In today's world of incredible technology advancements, it is sometimes tempting to jump to the newest, flashiest tool to solve a medical problem. We must remember, though, that sometimes the best treatment plan can include an effective and simple intervention of antiquity.
A 63-year-old woman was admitted to our service with a complex health history, including autoimmune hepatitis, deep venous thrombosis, pulmonary embolism, diabetes, and chronic lower-extremity edema. She presented with calciphylaxis and had been treating her wound with a soap/spray cleanser/cream regimen and cinacalcet. She was admitted to our inpatient dermatology service and began tissue plasminogen activator (tPA) therapy in conjunction with wound care plans for antiseptic whirlpool and wet dressings. Cinacalcet was discontinued after the patient became symptomatically hypocalcemic and hypotensive. The tPA treatment was discontinued on the first day due to bleeding complications. Hyperbaric oxygen therapy was considered, but an outside hyperbaric facility did not have evidence that the technique would work for calciphylaxis.
The solution was maggot larval debridement therapy. The patient received 3 rounds of this therapy, which were well tolerated. After local debridement by plastic surgery, wet dressings, and twice-daily whirlpool baths, the calciphylaxis-induced ulcers improved. By 6 months post-hospitalization, the patient's wounds were almost completely healed.
While observations of the benefits of maggots in wound healing are found as far back as in the 16th century medical writings of Ambrose Paré, maggots were first intentionally placed in wounds during the Civil War (1). Surgeons of that time noted that necrotic tissue was more satisfactorily cleaned with maggots than with any other available antiseptics. Of interest, though, this method of wound debridement was used only by Confederate troops, as Union medical teams declined the use of the technique due to its repulsiveness.

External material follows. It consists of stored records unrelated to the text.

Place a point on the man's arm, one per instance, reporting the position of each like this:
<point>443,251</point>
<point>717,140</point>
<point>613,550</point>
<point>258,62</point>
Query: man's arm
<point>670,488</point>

After the war, orthopedist William Baer, MD, became the first to standardize and publish a scientific article about maggot therapy. Dr. Baer trained Stanton Livingston, MD, who carried on the study of therapeutic maggots after his mentor's death in 1931. Dr. Livingston utilized a different species of maggots than his mentor, those from green bottle flies (Calliphora erythrocephala). He addressed the issue of repulsiveness noted by Union medics (and no doubt many of us in the modern era of medicine) by perfecting a method of sterilization—washing the maggot eggs in a solution containing bichloride of mercury and 95% alcohol. Afterward, he cultured samples of eggs for anaerobic growth, and if any growth was observed, the entire batch of maggots was immediately discarded. Dr. Livingston's first publication on maggot therapy in 1932 touted a 95% cure rate for cases of osteomyelitis. This success he credited not only to “mechanical action of the maggots … but rather that some additional agent is developed that aids in the healing process,” an agent that he named the “active principle” (2).

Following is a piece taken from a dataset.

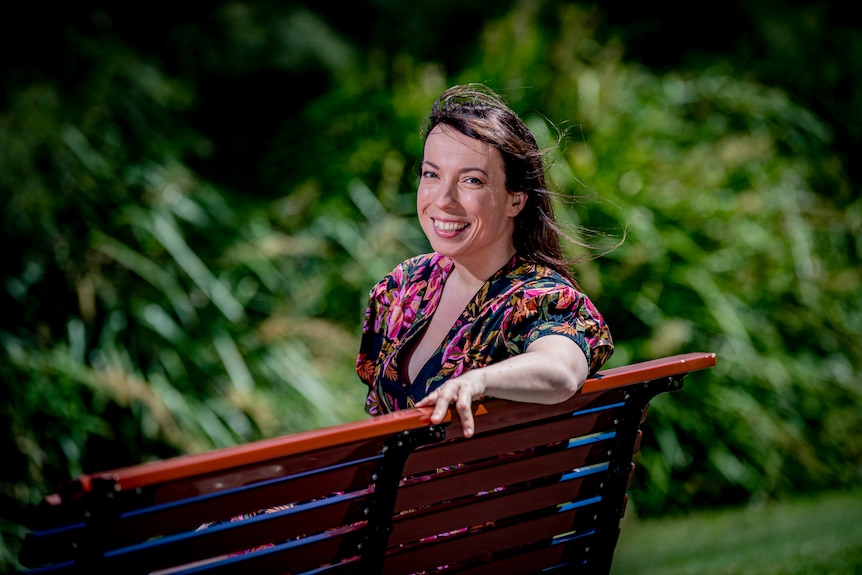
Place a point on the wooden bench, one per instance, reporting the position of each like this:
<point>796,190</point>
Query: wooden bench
<point>539,488</point>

Later referred to as maggot extract, the active principle contained sulfhydryl radicals, natural allantoin, calcium, cysteine, glutathione, and “embryonic growth stimulating substances” (3). This active principle, even in concentrations as little as 5% extract in a jelly base, was tied to improvements in skin conditions such as abscesses, boils, carbuncles, burns, anal fistulae, anal fissures, internal hemorrhoids, and chronic leg ulcers (4). Despite the success garnered from utilizing maggot therapy to cure various dermatologic and orthopedic conditions, the importance of Dr. Livingston's position as a leader of maggot therapy research was effectively obliterated as research progressed in the promising realm of antibiotics.

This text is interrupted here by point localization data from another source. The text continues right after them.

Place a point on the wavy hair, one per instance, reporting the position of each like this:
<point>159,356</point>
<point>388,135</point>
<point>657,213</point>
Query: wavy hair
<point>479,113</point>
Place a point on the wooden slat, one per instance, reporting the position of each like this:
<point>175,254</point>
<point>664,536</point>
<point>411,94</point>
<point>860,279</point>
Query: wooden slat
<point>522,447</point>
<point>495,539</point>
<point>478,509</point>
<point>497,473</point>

After a decades-long hiatus, maggot therapy, primarily with Phaenicia (Lucilia) sericata, experienced a renaissance of sorts in the early 1990s. Despite modern medicine's slew of antibiotics, surgical debridement techniques, and wound care specialists, chronic wounds remain to this day a significant cause of morbidity and mortality, associated with enormous financial burden.
Maggots offer a trifecta of debridement, antimicrobial action, and growth promotion combined with their minimal side effect profile, allowing this therapy to be successfully used for pressure ulcers, chronic leg ulcers, diabetic foot ulcers, traumatic wounds, amputation sites, or skin infections that are refractory to other conventional treatments. Insufficient blood flow, dry necrotic wounds, fistulae, and easily hemorrhagic wounds are generally contraindications to maggot therapy (5). Once the wound is cleaned and prepped with a hydrocolloid sheet, maggots are placed into the wound and a nylon net that allows drainage is affixed to the wound's perimeter. After approximately 3 days, the typical time to full growth, maggots are removed by gloved hand or with forceps.
For those of you who are squirming in your seats … yes, all maggots eventually do return to the surface of the skin (especially with a stream of sterile water) for removal, and no, maggots do not mature into flies or reproduce within the wound (5).